Capstone — Artemis Archive Parquet Writer
Module: Data Lakes — M01: Columnar Storage Foundations Estimated effort: 1–2 weeks of focused work Prerequisite: All three lessons in this module completed; all three quizzes passed (≥ 70%).
Mission Briefing
From: Artemis Cold Archive Lead
ARCHIVE BRIEFING — RC-2026-04-DL-001
SUBJECT: Artemis cold-archive ingestion writer, replacement for legacy
JSONL pipeline.
PRIORITY: P1 — current pipeline is the bottleneck for analyst query SLA.
The legacy archive writes downlinked telemetry as gzipped JSONL into the cold-storage object bucket. Writes are fast; reads are the problem. The analyst query SLA is "ninety-fifth percentile query under thirty seconds"; we are currently at "fiftieth percentile query under fifteen minutes." The bottleneck is the row-oriented, parse-every-byte storage layout. Three weeks ago we approved the migration to Parquet for the cold archive, and this is the writer that produces the new files.

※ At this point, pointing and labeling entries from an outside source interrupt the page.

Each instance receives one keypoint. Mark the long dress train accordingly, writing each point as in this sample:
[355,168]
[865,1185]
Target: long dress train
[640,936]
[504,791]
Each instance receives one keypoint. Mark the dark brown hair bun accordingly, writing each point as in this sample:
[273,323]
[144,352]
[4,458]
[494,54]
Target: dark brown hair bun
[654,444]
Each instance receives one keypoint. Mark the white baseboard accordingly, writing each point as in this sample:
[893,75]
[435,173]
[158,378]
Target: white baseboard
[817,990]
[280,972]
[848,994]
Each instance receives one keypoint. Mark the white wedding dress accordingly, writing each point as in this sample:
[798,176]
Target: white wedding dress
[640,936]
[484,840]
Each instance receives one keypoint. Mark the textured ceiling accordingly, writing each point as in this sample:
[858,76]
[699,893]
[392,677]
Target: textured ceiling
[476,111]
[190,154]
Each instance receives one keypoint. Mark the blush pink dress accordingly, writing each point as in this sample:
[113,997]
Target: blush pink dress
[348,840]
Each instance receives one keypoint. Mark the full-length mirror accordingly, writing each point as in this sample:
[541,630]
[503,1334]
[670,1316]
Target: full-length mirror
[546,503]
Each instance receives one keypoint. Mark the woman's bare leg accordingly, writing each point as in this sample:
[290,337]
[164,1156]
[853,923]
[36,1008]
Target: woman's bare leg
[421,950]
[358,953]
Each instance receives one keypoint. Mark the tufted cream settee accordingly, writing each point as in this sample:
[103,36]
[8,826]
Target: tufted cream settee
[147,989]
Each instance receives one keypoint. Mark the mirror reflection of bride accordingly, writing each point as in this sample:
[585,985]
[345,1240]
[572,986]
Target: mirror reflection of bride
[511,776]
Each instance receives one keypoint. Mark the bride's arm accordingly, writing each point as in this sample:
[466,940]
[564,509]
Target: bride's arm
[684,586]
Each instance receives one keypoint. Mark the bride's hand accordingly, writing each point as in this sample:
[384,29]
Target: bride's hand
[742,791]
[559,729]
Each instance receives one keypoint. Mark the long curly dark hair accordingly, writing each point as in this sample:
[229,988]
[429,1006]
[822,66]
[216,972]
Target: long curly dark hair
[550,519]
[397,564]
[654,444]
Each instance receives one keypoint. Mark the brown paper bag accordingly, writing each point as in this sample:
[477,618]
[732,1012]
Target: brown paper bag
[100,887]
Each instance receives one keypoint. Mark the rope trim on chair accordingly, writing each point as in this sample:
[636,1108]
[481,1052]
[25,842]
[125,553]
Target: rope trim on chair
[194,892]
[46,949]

The writer ingests record batches from the ground-segment handoff (already Arrow-formatted upstream — your input is RecordBatch, not JSONL) and produces Parquet files into the cold-archive bucket. The files this writer produces are the files Module 2's table-format layer will wrap into Iceberg tables, Module 3's partition strategy will organize, and Module 5's query engine will read against the analyst workload. Your writer is the foundation of the rest of the track.
This is not a research project. The writer's design decisions — row group size, per-column encoding, compression codec — are operational decisions with measurable consequences. Document the decisions and the evidence behind them; the engineering review at the end of this project will read that documentation.
What You're Building
A Rust crate, artemis-archive-writer, that exposes:
- A
Writerstruct, constructed from an output path and an ArrowSchemaRef, that acceptsRecordBatches via awrite(&mut self, batch: &RecordBatch) -> Result<()>method and aclose(self) -> Result<WriteSummary>method. - A
WriteSummarycontaining the output file path, total rows written, total compressed bytes, row group count, and per-column encoding choices. - A CLI binary,
artemis-write, that reads Arrow IPC files from stdin (or a path argument) and writes a Parquet file to a configurable output path, suitable for use in the ingestion pipeline. - A configuration module that holds the per-column encoding map and is unit-tested against the canonical Artemis schema.
The writer must produce files that are readable by the standard parquet and parquet-arrow Rust crates and by pyarrow from Python — the cross-language readability is what makes the cold archive useful to the analyst tooling. Your tests must verify both.
Functional Requirements
- Streaming ingestion. The writer accepts record batches incrementally; the caller does not have to materialize all data before calling
close. The writer's resident memory must stay bounded regardless of total rows written — bounded by the configured row group size, not the input size. - Configured row group size. The writer flushes a row group when the buffered byte estimate exceeds the configured target (default 128 MB). The actual size is approximate because flushes happen at record-batch boundaries.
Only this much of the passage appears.